To establish common criteria, based on “one day in ten year” loss of Load expectation principles, for the analysis, assessment and documentation of Resource Adequacy for Load in the ReliabilityFirst Corporation (RFC) region
Upon RFC Board approval
R1.1 Calculate a planning reserve margin that will result in the sum of the probabilities for loss of Load for the integrated peak hour for all days of each planning year1 analyzed (per R1.2) being equal to 0.1. (This is comparable to a “one day in 10 year” criterion).
R1.2 Be performed or verified separately for each of the following planning years:
R1.2.1 Perform an analysis for Year One.
R1.2.2 Perform an analysis or verification at a minimum for one year in the 2 through 5 year period and at a minimum one year in the 6 though 10 year period.
R18.104.22.168 If the analysis is verified, the verification must be supported by current or past studies for the same planning year.
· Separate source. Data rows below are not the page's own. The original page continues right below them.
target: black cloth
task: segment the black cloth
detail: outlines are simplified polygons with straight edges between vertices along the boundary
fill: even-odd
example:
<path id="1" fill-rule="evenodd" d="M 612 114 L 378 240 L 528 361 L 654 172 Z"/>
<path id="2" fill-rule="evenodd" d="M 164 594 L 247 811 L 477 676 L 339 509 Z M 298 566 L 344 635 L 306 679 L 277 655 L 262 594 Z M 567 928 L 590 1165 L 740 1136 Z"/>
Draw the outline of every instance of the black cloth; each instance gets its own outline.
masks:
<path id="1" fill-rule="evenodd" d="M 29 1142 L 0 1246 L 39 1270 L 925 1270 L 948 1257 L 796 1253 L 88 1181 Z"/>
R1.3 Include the following subject matter and documentation of its use:
R1.3.1 Load forecast characteristics:
- Median (50:50) forecast peak Load.
- Load forecast uncertainty (reflects variability in the Load forecast due to weather and regional economic forecasts).
- Load diversity.
- Seasonal Load variations.
- Daily demand modeling assumptions (firm, interruptible).
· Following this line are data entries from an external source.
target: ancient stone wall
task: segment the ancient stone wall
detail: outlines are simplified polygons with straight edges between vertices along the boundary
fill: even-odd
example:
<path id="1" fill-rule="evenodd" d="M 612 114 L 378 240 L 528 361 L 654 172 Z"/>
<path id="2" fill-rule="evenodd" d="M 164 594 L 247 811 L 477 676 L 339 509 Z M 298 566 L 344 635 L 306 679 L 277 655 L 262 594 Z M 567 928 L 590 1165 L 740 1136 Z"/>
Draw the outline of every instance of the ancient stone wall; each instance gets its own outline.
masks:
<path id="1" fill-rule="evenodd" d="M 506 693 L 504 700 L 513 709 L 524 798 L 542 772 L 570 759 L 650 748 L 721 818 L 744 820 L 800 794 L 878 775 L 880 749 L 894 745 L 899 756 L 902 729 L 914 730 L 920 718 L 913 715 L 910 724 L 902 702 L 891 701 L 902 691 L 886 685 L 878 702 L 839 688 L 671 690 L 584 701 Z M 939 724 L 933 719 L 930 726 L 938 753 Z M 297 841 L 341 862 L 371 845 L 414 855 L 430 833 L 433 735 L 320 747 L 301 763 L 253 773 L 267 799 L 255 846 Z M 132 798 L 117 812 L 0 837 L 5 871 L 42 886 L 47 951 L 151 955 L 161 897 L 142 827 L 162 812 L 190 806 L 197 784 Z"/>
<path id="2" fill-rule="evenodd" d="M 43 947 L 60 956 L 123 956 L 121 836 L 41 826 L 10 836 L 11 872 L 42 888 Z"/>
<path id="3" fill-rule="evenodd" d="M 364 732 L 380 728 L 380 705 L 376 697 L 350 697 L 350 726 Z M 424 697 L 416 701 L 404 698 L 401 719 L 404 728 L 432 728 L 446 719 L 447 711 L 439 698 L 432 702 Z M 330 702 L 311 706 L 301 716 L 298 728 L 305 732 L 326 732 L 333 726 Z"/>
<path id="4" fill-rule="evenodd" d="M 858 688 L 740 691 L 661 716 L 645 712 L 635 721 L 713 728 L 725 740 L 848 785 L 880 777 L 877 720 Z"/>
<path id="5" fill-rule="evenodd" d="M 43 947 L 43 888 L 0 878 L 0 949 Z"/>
- Contractual arrangements concerning curtailable/Interruptible Demand.
R1.3.2 Resource characteristics:
- Historic resource performance and any projected changes
- Seasonal resource ratings
- Modeling assumptions of firm capacity purchases from and sales to entities outside the Planning Coordinator area.
- Resource planned outage schedules, deratings, and retirements.
- Modeling assumptions of intermittent and energy limited resource such as wind and cogeneration.
- Criteria for including planned resource additions in the analysis
R1.3.3 Transmission limitations that prevent the delivery of generation reserves
R1.3.4 Assistance from other interconnected systems including multi-area assessment considering Transmission limitations into the study area.
R1.4 Consider the following resource availability characteristics and document how and why they were included in the analysis or why they were not included:
- Availability and deliverability of fuel.
- Common mode outages that affect resource availability
- Environmental or regulatory restrictions of resource availability.
- Any other demand (Load) response programs not included in R1.3.1.
- Sensitivity to resource outage rates.
- Impacts of extreme weather/drought conditions that affect unit availability.
- Modeling assumptions for emergency operation procedures used to make reserves available.
- Market resources not committed to serving Load (uncommitted resources) within the Planning Coordinator area.
R1.6 Document that capacity resources are appropriately accounted for in its Resource Adequacy analysis
R2 The Planning Coordinator shall annually document the projected Load and resource capability, for each area or Transmission constrained sub-area identified in the Resource Adequacy analysis [Violation Risk Factor: Lower].
R2.1 This documentation shall cover each of the years in Year One through ten.
R2.2 This documentation shall include the planning reserve margin calculated per requirement R1.1 for each of the three years in the analysis.
R2.3 The documentation as specified per requirement R2.1 and R2.2 shall be publicly posted no later than 30 calendar days prior to the beginning of Year One.
M2 Each Planning Coordinator shall possess the documentation of its projected Load and resource capability, for each area or Transmission constrained sub-area identified in the Resource Adequacy analysis on an annual basis in accordance with R2.
- Resource Adequacy – the ability of supply-side and demand-side resources to meet the aggregate electrical demand (including losses).
- Net Internal Demand – Total of all end-use customer demand and electric system losses within specified metered boundaries, less Direct Control Load Management and Interruptible Demand.
- Peak Period – A period consisting of two (2) or more calendar months but less than seven (7) calendar months, which includes the period during which the responsible entity’s annual peak demand is expected to occur
- Year One – The planning year that begins with the upcoming annual Peak Period.
The following definitions were extracted from the February 12th, 2008 NERC Glossary of Terms:
- Direct Control Load Management – Demand-Side Management that is under the direct control of the system operator. DCLM may control the electric supply to individual appliances or equipment on customer premises. DCLM as defined here does not include Interruptible Demand.
- Facility – A set of electrical equipment that operates as a single Bulk Electric System Element (e.g., a line, a generator, a shunt compensator, transformer, etc.)
- Interruptible Demand – Demand that the end-use customer makes available to its Load-Serving Entity via contract or agreement for curtailment.
- Load – An end-use device or customer that receives power from the electric system.
- Transmission – An interconnected group of lines and associated equipment for the movement or transfer of electric energy between points of supply and points at which it is transformed for delivery to customers or is delivered to other electric systems.